Approaching Lane Closures

Lane Ends SignThere is probably nowhere that the unofficial rules of the road are "enforced " by other drivers like that of the lane closure line up. You know, the long line up of traffic that forms on one side of the highway after drivers pass the lane closed ahead advisory signs. Drive by in the empty lane and I've seen people open their doors or swerve partially into that lane to let other drivers know that they are supposed to be in the line up, not using the capacity in the empty lane to get ahead.

The trouble is, this is not the best way to behave when traffic approaching the lane closure is heavier than what can be accommodated by a single lane. What everyone should do is be aware that the lane ends ahead, continue with caution using both lanes, and at the end merge like the teeth in a zipper before proceeding through the zone single file. This will move 15% more traffic than the situation where everyone moves over and lines up when they start to see the signs.

If we're lucky, this method will only slow us down, but not cause us to wait in a line that is virtually stopped. If traffic is light and no line has formed, merging early is perfectly acceptable. Due to the lower volume, a backup will not form to cause delay.

These practices are acceptable because the black on orange signs used in these situations are advisory. A driver can choose to take the advice (or not) as their experience, traffic and road conditions would dictate in the circumstances. Flag persons, cones, barricades and the like are traffic control devices that must be obeyed. Once you reach them at the point where the lane is closed, it becomes an offence to fail to follow their requirements.
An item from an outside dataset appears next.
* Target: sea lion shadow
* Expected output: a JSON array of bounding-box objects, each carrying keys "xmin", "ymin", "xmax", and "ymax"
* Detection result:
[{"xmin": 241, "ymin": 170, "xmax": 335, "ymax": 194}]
Now you must move over as indicated, but not before.



That isn't a construction sign, pictured ...

... but is still commonly encountered, where one lane is discontinued.

To my mind, the legal situation is that the drivers in the lane that's ending are required to change lanes, which makes it their responsibility to do so safely.

But of course the practical response is for drivers to treat this as a zipper merge.  Why on earth don't we have 'Zipper Merge' or 'Alternate Merge' signs (notwithstanding the fact that words have been replaced by symbols where possible over the last few decades)?  Perhaps, because those who write the legislation in the MVA don't consider it important?

Does not reflect well on those who create the legislation.  I guess they just don't care, or figure it's an ICBC problem (it isn't).